[distcc] keeping localhost busy

Jeff rustysawdust at yahoo.com
Fri Sep 26 17:54:42 GMT 2003

Last month there was an interesting thread entitled "distcc over slow net 
links". I have a similar problem in that two of the "animals" on my farm have 
very old CPUs (although they are on a local 100baseT network). On a real farm 
these animals would probably be turned into glue or hamburger, but on a distcc 
farm I think that's animal cruelty! :)

Here's a quote from the original thread posted by Timothee:

> What I'm thinking, is that once local hosts are starved, distcc should
> find out that there is stuff running on slow hosts, and dupe the compile
> work on the local hosts, sending back whatever finishes first.

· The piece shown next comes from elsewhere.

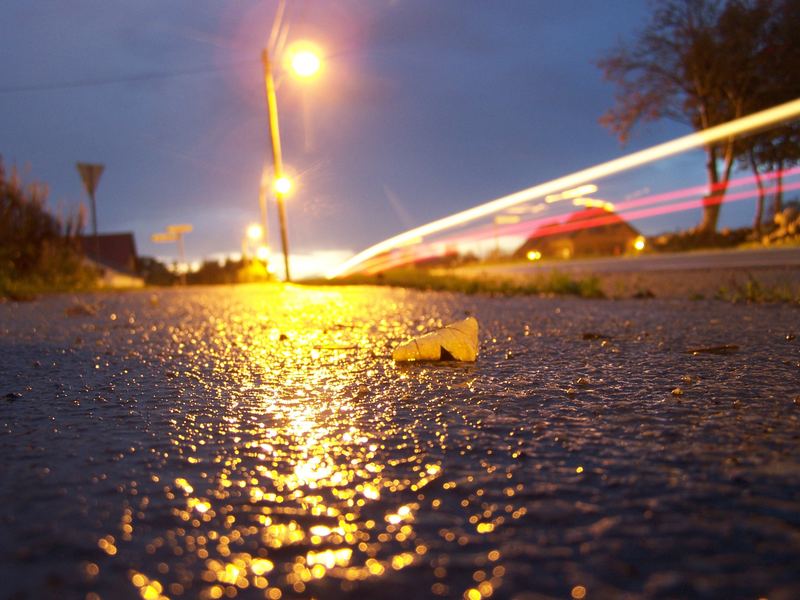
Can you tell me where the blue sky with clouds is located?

The thread went into some interesting discussions on how to choose a faster 
machine, and how distcc might be able to keep track of the speeds of each 
server. In the case of this email, I believe "local hosts" meant the hosts on 
his fast local network. But what I'd really like to do is to simply keep 
"localhost" busy. That wouldn't require any of the additional complexity of 
tracking the power of each server, and it also would be a little bit more 
friendly if more than one person was trying to use the farm at a time.

The project I'm working on consists of over 80 libraries, and some of them are 
quite large. As make gets towards the end of each library, I often see those two 
slow machines drag out the end of the build for 20 or 30 seconds. With this many 
libraries, each one of those pauses really starts to hurt. Using distcc's 
excellent new graph tool, it becomes especially obvious when the fast hosts have 
all "scrolled off to white" and you see the two green bars remaining.

I haven't yet looked at the distcc source, so I'm not sure how complex it might 
be to implement a solution to keep the localhost busy. Because I'm not familiar 
with the architecture I'm probably not the best person to design the solution, 
but I'd be more than happy to help try to implement it if there's interest.